I am building a predictive model that forecasts a student's probability of success at the end of a term. I’m specifically interested in whether the student succeeds or fails, where success is usually defined as completing the course and achieving 70% or more points out of the total points possible.
When I deploy the model, the estimation of success probability needs to be updated through time as more information becomes available -- ideally immediately after something occurs, like when a student submits an assignment or gets a grade on one. This updating sounds sort of Bayesian to me, but given my training in educational statistics, that is a little outside my comfort zone.
I have so far been using logistic regression (actually lasso) with a historical data set containing week-based snapshots. This data set has correlated observations, since each student has $TermLength/7$ observations; observations for one student are correlated. I am not specifically modeling the correlation within a particular student’s weekly observations. I believe that I would only need to consider that in an inferential setting since standard errors would be too small. I think--but not sure on this--that the only problem arising from the correlated observations is that I need to be careful when I cross-validate to keep clustered observations in one subset of the data, so that I don’t get artificially low out-of-sample error rates based on making predictions about a person the model has already seen.
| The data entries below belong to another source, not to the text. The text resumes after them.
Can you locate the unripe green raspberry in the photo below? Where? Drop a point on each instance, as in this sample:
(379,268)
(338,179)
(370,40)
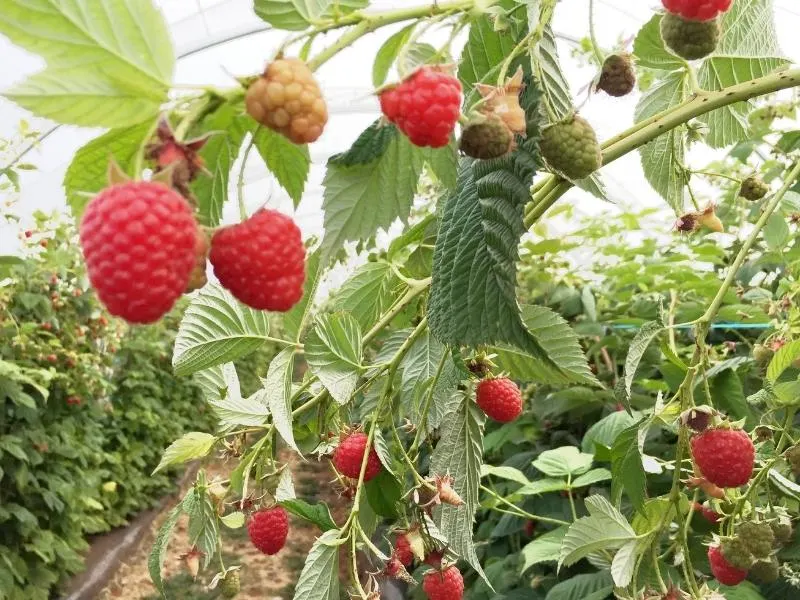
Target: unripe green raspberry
(753,188)
(618,77)
(757,538)
(485,137)
(689,39)
(231,585)
(765,571)
(571,148)
(737,554)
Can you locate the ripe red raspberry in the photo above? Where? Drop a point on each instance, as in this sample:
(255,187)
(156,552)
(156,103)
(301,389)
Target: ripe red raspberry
(697,10)
(725,457)
(425,106)
(402,550)
(443,585)
(138,239)
(350,452)
(722,570)
(500,399)
(261,261)
(268,529)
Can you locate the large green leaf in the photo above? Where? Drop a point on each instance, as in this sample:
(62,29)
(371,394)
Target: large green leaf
(293,15)
(219,153)
(460,454)
(362,197)
(664,157)
(334,351)
(367,293)
(217,329)
(109,63)
(560,343)
(87,174)
(319,579)
(748,49)
(472,299)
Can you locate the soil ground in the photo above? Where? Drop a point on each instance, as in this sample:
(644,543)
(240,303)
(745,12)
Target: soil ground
(262,577)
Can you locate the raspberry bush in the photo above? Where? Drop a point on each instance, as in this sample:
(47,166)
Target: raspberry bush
(640,439)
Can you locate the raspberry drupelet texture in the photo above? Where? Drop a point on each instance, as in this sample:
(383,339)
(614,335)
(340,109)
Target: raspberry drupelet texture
(287,99)
(697,10)
(425,107)
(138,239)
(722,570)
(443,585)
(350,452)
(500,399)
(268,529)
(261,261)
(725,457)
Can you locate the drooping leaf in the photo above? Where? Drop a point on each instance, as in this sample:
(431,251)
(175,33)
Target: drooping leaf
(192,445)
(460,453)
(87,174)
(277,392)
(664,157)
(293,15)
(333,351)
(319,579)
(544,548)
(627,467)
(560,343)
(362,197)
(217,329)
(108,64)
(159,551)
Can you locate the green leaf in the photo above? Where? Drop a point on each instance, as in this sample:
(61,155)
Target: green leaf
(560,343)
(604,529)
(277,393)
(606,430)
(233,520)
(333,351)
(388,53)
(591,477)
(627,468)
(219,153)
(87,174)
(235,410)
(367,294)
(297,316)
(509,473)
(460,454)
(636,351)
(664,157)
(159,551)
(217,329)
(319,514)
(747,50)
(383,493)
(75,96)
(287,14)
(586,586)
(544,548)
(563,462)
(364,197)
(782,360)
(649,49)
(189,447)
(319,579)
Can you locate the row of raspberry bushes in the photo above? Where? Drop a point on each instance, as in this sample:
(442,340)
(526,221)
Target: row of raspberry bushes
(87,408)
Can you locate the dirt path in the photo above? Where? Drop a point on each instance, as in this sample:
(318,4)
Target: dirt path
(263,577)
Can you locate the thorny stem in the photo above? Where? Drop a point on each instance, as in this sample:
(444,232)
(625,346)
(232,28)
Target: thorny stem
(520,512)
(364,23)
(598,54)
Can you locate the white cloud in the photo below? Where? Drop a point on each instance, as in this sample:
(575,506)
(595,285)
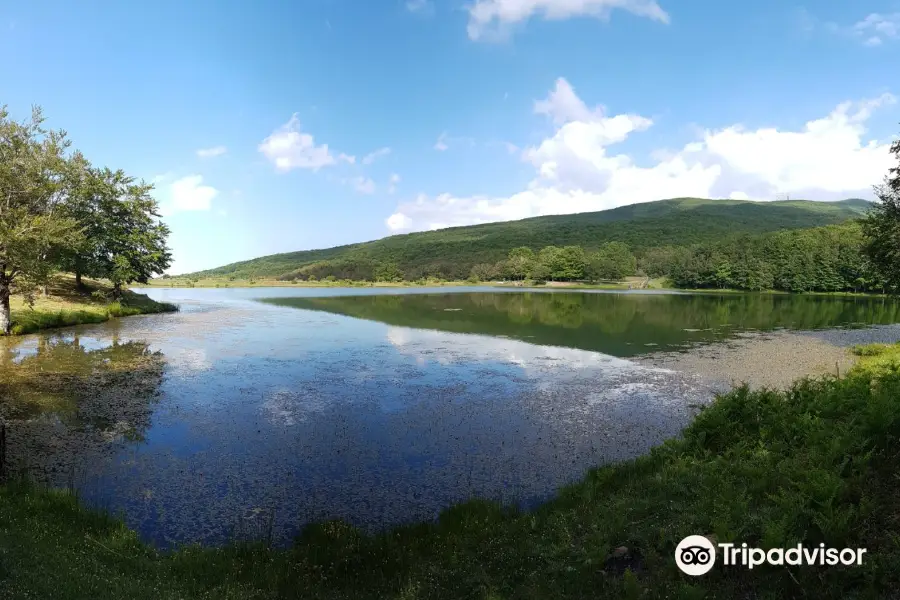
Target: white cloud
(363,185)
(288,148)
(212,152)
(398,222)
(185,194)
(563,105)
(576,171)
(876,28)
(373,156)
(392,183)
(419,6)
(492,18)
(444,141)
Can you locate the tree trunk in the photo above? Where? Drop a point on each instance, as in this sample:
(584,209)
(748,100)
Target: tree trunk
(5,312)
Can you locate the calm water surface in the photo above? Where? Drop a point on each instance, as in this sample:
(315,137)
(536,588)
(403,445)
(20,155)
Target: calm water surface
(374,406)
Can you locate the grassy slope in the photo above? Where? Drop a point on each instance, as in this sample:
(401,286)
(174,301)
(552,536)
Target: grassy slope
(677,221)
(67,305)
(815,464)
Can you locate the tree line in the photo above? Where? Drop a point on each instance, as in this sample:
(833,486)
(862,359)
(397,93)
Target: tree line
(860,255)
(58,212)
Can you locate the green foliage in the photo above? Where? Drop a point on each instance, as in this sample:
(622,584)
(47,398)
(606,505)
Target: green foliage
(882,226)
(451,253)
(612,260)
(812,464)
(63,214)
(389,272)
(35,178)
(521,263)
(824,259)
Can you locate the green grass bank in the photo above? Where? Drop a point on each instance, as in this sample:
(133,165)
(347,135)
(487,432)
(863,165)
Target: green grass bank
(67,304)
(816,463)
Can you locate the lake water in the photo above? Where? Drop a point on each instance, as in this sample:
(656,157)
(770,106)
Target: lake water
(268,408)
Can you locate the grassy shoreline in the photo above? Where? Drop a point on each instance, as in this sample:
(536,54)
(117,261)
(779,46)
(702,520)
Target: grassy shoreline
(66,305)
(660,284)
(813,464)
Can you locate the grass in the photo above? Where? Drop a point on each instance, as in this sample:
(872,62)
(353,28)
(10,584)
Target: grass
(223,282)
(66,305)
(817,463)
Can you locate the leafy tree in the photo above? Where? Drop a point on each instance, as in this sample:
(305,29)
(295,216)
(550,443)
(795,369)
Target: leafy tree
(483,272)
(549,263)
(612,260)
(388,272)
(882,226)
(572,263)
(35,176)
(133,244)
(521,262)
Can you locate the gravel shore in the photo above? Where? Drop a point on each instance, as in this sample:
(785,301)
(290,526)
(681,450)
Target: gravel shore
(772,359)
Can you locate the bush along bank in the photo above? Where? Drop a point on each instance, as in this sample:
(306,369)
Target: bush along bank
(814,464)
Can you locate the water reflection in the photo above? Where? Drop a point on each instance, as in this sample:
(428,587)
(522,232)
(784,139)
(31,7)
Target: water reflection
(192,423)
(616,324)
(70,407)
(239,410)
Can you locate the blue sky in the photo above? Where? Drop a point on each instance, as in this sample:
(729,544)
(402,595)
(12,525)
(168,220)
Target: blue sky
(276,126)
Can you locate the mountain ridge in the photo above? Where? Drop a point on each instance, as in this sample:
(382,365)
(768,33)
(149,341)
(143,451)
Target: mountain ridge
(451,252)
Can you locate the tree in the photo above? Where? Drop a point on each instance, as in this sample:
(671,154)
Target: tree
(133,245)
(572,263)
(388,272)
(549,263)
(613,260)
(483,272)
(882,226)
(35,177)
(521,262)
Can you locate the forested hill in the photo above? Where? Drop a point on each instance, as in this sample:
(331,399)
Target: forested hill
(453,252)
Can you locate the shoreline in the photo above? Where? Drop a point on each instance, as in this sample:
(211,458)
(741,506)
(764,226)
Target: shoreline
(772,359)
(656,285)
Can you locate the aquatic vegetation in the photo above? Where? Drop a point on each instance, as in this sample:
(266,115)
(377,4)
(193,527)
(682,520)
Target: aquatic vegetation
(814,464)
(66,406)
(67,306)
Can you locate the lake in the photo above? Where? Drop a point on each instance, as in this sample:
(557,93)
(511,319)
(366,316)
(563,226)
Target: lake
(254,411)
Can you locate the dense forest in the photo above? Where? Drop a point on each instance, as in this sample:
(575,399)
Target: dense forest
(61,213)
(452,253)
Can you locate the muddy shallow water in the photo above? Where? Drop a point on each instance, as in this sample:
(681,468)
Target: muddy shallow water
(246,418)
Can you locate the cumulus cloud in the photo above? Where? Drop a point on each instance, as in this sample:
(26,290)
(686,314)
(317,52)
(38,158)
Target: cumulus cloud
(563,105)
(876,28)
(184,194)
(398,222)
(419,6)
(576,169)
(363,185)
(211,152)
(289,148)
(441,144)
(444,142)
(492,18)
(368,159)
(392,183)
(873,30)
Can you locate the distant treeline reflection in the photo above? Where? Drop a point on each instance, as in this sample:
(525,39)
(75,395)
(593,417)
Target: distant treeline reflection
(616,324)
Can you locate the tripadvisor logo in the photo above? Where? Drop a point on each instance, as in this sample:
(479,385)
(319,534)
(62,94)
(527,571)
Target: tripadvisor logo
(696,555)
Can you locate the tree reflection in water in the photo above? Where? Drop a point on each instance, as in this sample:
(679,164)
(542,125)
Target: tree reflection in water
(68,405)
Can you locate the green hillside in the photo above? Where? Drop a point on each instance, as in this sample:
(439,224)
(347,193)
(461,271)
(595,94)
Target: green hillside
(452,252)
I am using R’s glmnet package to do a lasso with a logistic model to generate a probability of success/failure and to automatically pick predictors for a particular course. I have been using the week variable as a factor, interacted with all other predictors. I don't think this differs in general from just estimating individual week-based models except that it gives some idea of how there may be some common model that holds throughout the term that is adjusted via various risk adjustment factors at different weeks.
My main question is this: Is there a better way of updating classification probabilities over time rather than just dividing up the data set into weekly (or other interval-based) snapshots, introducing a time-period factor variable interacted with every other feature, and using cumulative features (cumulative points earned, cumulative days in class, etc)?
My second question is: am I missing something critical here about predictive modeling with correlated observations?
My third question is: how can I generalize this to a real-time updating, given I'm doing weekly snapshots? I'm planning on just plugging in variables for the current weekly interval, but this seems kludgey to me.
FYI, I'm trained in applied educational stats but do have a background in mathematical stats from a long time ago. I can do something more sophisticated if it makes sense but I need it explained in relatively accessible terms.